As the Sun Life Chair of Teen Mental Health at Dalhousie University Medical School, Kutcher’s assessment carries considerable weight and he makes the critical distinctions that the popular media tend to completely miss: “Mental illnesses are different; they need specialized treatment like a treatment for any illness. But one of the challenges we have is that socially we’re tending to confuse mental distress and mental health problems with mental illness. So, because I feel unhappy today I feel like I should have therapy, because I take umbrage at what you said to me I have an anxiety disorder, that’s not true at all.”

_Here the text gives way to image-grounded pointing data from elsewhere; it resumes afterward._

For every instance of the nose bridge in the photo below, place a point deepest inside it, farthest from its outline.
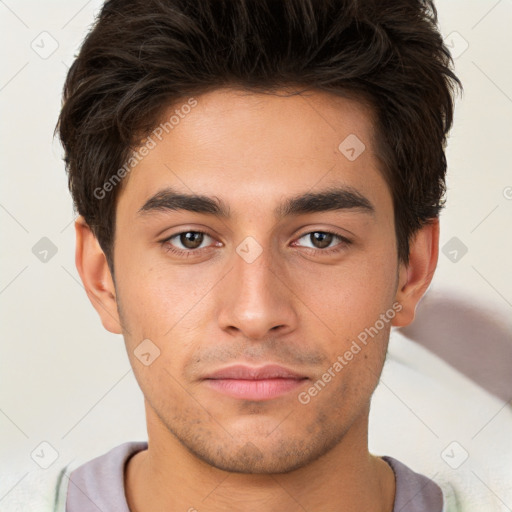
(255, 299)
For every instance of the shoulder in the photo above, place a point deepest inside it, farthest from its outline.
(418, 493)
(49, 490)
(99, 483)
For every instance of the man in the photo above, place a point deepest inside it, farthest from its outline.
(259, 185)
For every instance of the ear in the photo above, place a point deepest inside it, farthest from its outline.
(92, 266)
(415, 277)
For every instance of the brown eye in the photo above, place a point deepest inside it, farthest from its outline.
(188, 240)
(191, 239)
(321, 239)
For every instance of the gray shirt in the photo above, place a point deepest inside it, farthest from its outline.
(99, 484)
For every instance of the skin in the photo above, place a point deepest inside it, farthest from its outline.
(295, 305)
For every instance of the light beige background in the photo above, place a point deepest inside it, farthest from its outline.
(65, 380)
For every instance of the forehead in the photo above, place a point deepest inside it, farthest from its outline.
(257, 145)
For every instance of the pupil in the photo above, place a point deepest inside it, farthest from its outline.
(321, 240)
(191, 239)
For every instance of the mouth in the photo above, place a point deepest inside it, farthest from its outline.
(249, 383)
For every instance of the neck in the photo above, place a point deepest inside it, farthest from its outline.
(348, 478)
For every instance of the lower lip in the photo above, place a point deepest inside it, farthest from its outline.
(264, 389)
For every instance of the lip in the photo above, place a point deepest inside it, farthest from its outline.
(250, 383)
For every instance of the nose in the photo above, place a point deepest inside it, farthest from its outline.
(256, 299)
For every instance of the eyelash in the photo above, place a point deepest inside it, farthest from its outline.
(344, 242)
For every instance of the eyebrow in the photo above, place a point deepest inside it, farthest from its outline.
(330, 199)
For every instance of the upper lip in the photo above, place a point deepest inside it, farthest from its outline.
(242, 372)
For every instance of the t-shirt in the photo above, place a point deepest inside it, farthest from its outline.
(99, 485)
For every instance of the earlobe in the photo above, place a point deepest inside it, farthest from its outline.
(92, 266)
(416, 276)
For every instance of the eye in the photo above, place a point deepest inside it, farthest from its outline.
(188, 241)
(324, 241)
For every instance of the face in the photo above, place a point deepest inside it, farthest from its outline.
(268, 267)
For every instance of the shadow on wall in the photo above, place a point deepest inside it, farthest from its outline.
(475, 338)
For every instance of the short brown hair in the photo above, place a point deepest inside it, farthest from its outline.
(144, 55)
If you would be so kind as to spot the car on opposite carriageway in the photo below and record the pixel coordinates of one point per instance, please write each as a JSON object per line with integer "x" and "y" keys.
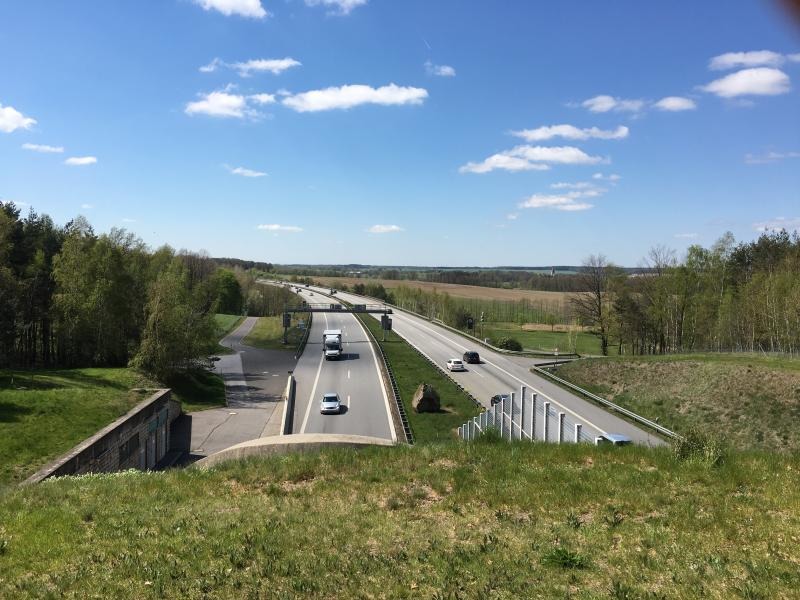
{"x": 330, "y": 404}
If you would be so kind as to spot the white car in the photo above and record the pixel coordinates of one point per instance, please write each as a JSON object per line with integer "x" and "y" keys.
{"x": 330, "y": 404}
{"x": 455, "y": 364}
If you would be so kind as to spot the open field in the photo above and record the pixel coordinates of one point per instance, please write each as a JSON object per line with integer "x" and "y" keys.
{"x": 44, "y": 413}
{"x": 411, "y": 369}
{"x": 481, "y": 520}
{"x": 455, "y": 290}
{"x": 268, "y": 334}
{"x": 542, "y": 338}
{"x": 751, "y": 401}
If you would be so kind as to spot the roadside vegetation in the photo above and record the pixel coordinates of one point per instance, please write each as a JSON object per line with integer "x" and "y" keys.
{"x": 411, "y": 369}
{"x": 45, "y": 413}
{"x": 267, "y": 334}
{"x": 752, "y": 401}
{"x": 447, "y": 520}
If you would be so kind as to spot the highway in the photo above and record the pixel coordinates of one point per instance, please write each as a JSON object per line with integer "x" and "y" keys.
{"x": 355, "y": 377}
{"x": 501, "y": 373}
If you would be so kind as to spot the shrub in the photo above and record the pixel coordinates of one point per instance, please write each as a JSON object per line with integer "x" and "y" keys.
{"x": 700, "y": 447}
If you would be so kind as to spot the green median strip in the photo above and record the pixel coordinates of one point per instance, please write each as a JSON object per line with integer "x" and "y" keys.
{"x": 410, "y": 369}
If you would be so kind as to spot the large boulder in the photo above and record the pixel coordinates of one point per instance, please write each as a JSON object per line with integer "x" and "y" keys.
{"x": 426, "y": 399}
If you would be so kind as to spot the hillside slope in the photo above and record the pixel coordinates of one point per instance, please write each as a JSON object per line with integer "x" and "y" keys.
{"x": 445, "y": 521}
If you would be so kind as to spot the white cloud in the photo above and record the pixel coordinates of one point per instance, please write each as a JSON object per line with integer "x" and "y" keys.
{"x": 262, "y": 98}
{"x": 603, "y": 177}
{"x": 791, "y": 224}
{"x": 581, "y": 185}
{"x": 43, "y": 148}
{"x": 212, "y": 66}
{"x": 752, "y": 159}
{"x": 761, "y": 81}
{"x": 531, "y": 158}
{"x": 675, "y": 103}
{"x": 384, "y": 229}
{"x": 605, "y": 103}
{"x": 11, "y": 119}
{"x": 242, "y": 172}
{"x": 243, "y": 8}
{"x": 276, "y": 66}
{"x": 220, "y": 104}
{"x": 79, "y": 161}
{"x": 571, "y": 132}
{"x": 439, "y": 70}
{"x": 348, "y": 96}
{"x": 341, "y": 7}
{"x": 555, "y": 202}
{"x": 758, "y": 58}
{"x": 276, "y": 227}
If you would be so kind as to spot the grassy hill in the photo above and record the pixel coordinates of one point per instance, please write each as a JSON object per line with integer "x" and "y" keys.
{"x": 437, "y": 521}
{"x": 751, "y": 401}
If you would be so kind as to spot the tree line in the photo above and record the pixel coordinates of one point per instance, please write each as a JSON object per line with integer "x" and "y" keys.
{"x": 729, "y": 297}
{"x": 70, "y": 297}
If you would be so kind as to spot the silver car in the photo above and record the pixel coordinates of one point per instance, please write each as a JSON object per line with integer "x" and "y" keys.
{"x": 330, "y": 404}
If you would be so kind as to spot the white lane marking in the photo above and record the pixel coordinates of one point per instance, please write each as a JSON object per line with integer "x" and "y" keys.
{"x": 380, "y": 380}
{"x": 528, "y": 385}
{"x": 316, "y": 381}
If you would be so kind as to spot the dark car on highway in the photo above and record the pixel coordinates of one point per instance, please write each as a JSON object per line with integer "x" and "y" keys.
{"x": 498, "y": 399}
{"x": 471, "y": 357}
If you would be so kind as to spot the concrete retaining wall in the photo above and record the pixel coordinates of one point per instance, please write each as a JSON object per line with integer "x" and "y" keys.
{"x": 300, "y": 442}
{"x": 138, "y": 440}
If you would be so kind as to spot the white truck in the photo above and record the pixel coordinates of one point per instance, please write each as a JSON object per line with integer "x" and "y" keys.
{"x": 332, "y": 344}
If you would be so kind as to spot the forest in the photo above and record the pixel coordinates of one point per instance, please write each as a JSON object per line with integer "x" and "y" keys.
{"x": 70, "y": 297}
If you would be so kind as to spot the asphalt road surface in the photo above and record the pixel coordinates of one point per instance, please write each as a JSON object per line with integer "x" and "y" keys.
{"x": 254, "y": 383}
{"x": 503, "y": 374}
{"x": 355, "y": 377}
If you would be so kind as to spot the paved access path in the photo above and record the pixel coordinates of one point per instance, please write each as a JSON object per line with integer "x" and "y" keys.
{"x": 255, "y": 380}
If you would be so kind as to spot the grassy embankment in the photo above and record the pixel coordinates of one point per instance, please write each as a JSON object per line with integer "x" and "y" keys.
{"x": 410, "y": 369}
{"x": 45, "y": 413}
{"x": 225, "y": 324}
{"x": 268, "y": 334}
{"x": 432, "y": 521}
{"x": 751, "y": 401}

Dr. Kutcher seems to dispute the whole approach taken by Britain’s Mental Health czarina and ‘body health’ counsellor, Natasha Devon. While Devon and her Self-Esteem Team (SET) target standardized tests and exams as “stress-inducers,” Kutcher and other specialists, including Dr. Michael Ungar, see value in competitive activities in developing “resilience” in teens.  Dr. Kutcher puts it this way: “We have to be very careful to differentiate the slings and arrows of outrageous fortune in real life which we have to learn to deal with and overcome, and for which we don’t need treatment, and those things which actually require treatment.”

Mental health disorders are serious and providing more accessible, effective and sustainable services should be a top public policy priority, inside and outside of schools. “Teenage angst,” as Ella Whelan recently pointed out, “is not a serious mental health issue.” It is important to carefully consider all public claims for their veracity and to be skeptical of mental health charities seeking to “normalize mental illness.” We must also recognize that “not all of the kids are all right.” Nor are mental health services accessible or available when and where they are needed in and around the schools. Therein lies the real problem.

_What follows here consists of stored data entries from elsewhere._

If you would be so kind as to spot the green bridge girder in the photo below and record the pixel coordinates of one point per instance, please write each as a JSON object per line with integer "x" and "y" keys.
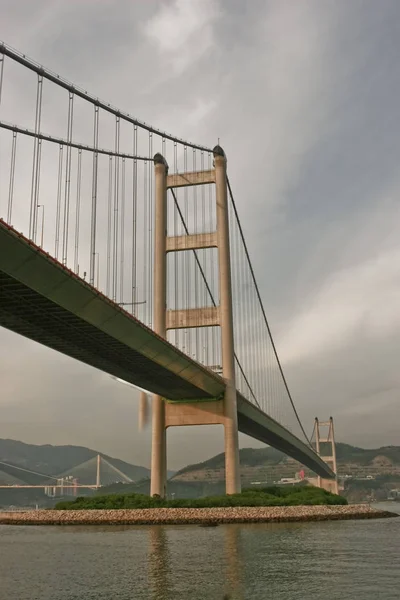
{"x": 46, "y": 302}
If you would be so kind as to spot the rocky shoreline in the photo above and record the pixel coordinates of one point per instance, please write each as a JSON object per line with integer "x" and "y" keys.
{"x": 193, "y": 516}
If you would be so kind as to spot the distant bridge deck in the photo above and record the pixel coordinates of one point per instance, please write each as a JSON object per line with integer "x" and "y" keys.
{"x": 44, "y": 301}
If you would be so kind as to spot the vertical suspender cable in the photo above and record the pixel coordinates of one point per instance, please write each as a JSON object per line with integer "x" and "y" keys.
{"x": 134, "y": 222}
{"x": 93, "y": 218}
{"x": 122, "y": 251}
{"x": 59, "y": 192}
{"x": 67, "y": 177}
{"x": 37, "y": 146}
{"x": 2, "y": 59}
{"x": 116, "y": 211}
{"x": 12, "y": 176}
{"x": 78, "y": 211}
{"x": 109, "y": 225}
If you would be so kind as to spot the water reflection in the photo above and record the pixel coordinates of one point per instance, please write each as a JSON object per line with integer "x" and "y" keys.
{"x": 159, "y": 562}
{"x": 161, "y": 567}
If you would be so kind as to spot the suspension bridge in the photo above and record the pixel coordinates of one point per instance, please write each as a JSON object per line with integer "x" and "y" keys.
{"x": 121, "y": 246}
{"x": 92, "y": 475}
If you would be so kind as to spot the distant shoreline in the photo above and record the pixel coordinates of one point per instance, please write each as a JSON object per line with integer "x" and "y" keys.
{"x": 194, "y": 516}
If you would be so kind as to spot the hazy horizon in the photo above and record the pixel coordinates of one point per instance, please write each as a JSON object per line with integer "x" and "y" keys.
{"x": 304, "y": 98}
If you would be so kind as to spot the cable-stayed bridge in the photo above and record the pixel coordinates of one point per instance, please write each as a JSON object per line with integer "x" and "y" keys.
{"x": 121, "y": 246}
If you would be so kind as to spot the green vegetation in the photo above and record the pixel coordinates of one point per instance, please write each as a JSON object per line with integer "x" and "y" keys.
{"x": 270, "y": 496}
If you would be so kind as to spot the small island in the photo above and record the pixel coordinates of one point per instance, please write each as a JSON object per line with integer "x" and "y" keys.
{"x": 272, "y": 504}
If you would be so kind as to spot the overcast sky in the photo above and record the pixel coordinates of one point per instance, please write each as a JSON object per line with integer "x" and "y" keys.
{"x": 304, "y": 95}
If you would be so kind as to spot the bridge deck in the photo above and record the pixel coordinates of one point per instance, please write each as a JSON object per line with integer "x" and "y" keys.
{"x": 46, "y": 302}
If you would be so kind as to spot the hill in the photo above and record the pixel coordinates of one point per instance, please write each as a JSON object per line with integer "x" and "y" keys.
{"x": 55, "y": 460}
{"x": 268, "y": 464}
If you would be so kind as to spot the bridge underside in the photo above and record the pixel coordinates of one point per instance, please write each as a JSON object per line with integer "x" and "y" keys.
{"x": 254, "y": 422}
{"x": 44, "y": 301}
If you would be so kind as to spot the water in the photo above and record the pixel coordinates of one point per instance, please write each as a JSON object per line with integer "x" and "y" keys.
{"x": 343, "y": 560}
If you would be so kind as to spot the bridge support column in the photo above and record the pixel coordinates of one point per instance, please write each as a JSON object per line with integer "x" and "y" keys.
{"x": 232, "y": 470}
{"x": 158, "y": 444}
{"x": 331, "y": 485}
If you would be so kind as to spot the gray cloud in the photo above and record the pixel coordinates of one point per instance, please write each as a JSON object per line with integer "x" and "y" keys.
{"x": 304, "y": 99}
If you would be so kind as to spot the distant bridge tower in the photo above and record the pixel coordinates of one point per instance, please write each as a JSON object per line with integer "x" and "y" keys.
{"x": 223, "y": 412}
{"x": 331, "y": 485}
{"x": 98, "y": 482}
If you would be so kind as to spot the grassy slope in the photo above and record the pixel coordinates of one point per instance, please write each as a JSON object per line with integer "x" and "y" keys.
{"x": 273, "y": 496}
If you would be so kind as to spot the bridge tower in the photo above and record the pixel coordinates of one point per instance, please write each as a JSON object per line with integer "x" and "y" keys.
{"x": 331, "y": 485}
{"x": 217, "y": 411}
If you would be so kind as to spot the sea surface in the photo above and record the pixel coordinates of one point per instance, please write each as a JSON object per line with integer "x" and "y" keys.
{"x": 343, "y": 560}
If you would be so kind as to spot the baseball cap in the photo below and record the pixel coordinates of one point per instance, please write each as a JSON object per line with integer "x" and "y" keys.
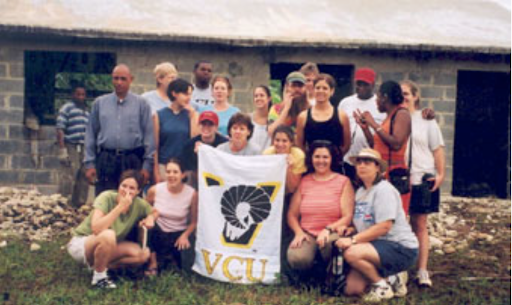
{"x": 209, "y": 116}
{"x": 366, "y": 75}
{"x": 296, "y": 77}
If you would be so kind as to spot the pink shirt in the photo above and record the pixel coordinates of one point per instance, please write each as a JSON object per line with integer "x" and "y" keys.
{"x": 174, "y": 209}
{"x": 321, "y": 202}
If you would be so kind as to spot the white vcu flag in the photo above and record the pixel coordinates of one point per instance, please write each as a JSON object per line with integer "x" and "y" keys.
{"x": 240, "y": 211}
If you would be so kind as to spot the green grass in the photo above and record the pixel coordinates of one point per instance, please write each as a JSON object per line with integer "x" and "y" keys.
{"x": 50, "y": 276}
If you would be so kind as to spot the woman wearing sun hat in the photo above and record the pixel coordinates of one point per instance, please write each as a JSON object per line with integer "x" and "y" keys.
{"x": 384, "y": 245}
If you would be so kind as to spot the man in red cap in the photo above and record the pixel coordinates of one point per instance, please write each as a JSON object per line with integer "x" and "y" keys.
{"x": 363, "y": 100}
{"x": 208, "y": 125}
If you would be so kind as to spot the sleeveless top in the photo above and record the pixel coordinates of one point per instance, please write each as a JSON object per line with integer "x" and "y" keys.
{"x": 330, "y": 130}
{"x": 397, "y": 157}
{"x": 174, "y": 209}
{"x": 320, "y": 202}
{"x": 174, "y": 133}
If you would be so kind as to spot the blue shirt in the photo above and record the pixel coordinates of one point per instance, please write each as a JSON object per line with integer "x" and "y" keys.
{"x": 120, "y": 125}
{"x": 72, "y": 120}
{"x": 224, "y": 117}
{"x": 173, "y": 134}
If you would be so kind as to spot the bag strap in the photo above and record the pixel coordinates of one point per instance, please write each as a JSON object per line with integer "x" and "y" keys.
{"x": 391, "y": 133}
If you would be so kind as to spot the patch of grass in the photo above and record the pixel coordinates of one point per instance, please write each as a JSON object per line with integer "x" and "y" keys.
{"x": 50, "y": 276}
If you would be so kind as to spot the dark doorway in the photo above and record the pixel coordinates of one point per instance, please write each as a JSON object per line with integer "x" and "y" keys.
{"x": 341, "y": 73}
{"x": 50, "y": 75}
{"x": 482, "y": 138}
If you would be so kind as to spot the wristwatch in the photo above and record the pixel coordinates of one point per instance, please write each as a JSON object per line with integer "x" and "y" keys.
{"x": 353, "y": 240}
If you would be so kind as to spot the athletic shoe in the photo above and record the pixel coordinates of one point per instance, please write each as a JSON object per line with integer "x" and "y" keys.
{"x": 400, "y": 285}
{"x": 104, "y": 283}
{"x": 424, "y": 279}
{"x": 378, "y": 293}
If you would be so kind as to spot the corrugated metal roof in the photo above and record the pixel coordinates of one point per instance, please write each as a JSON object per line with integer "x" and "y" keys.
{"x": 471, "y": 25}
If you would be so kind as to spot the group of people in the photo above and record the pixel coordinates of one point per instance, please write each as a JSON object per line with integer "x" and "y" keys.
{"x": 354, "y": 172}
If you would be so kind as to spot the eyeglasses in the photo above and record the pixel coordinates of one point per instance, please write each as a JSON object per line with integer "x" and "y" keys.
{"x": 365, "y": 160}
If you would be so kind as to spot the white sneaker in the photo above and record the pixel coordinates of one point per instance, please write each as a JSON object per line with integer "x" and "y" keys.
{"x": 424, "y": 279}
{"x": 104, "y": 283}
{"x": 378, "y": 293}
{"x": 400, "y": 285}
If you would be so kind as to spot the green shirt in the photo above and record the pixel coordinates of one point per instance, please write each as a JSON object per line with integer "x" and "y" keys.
{"x": 106, "y": 202}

What ‘s driving the public call to address the “child mental health crisis” in schools? Are school authorities and educators equipped to make the critical distinction between normal ‘mental health stresses’ and serious disorders requiring treatment?  Is there a danger that those ringing the alarm bells are ‘pathologizing’ teenage anxieties and stress?  Is it possible to identify and support those in serious personal crisis while recognizing that competition and stress develops ‘resilience’ and is part of healthy preparation for life?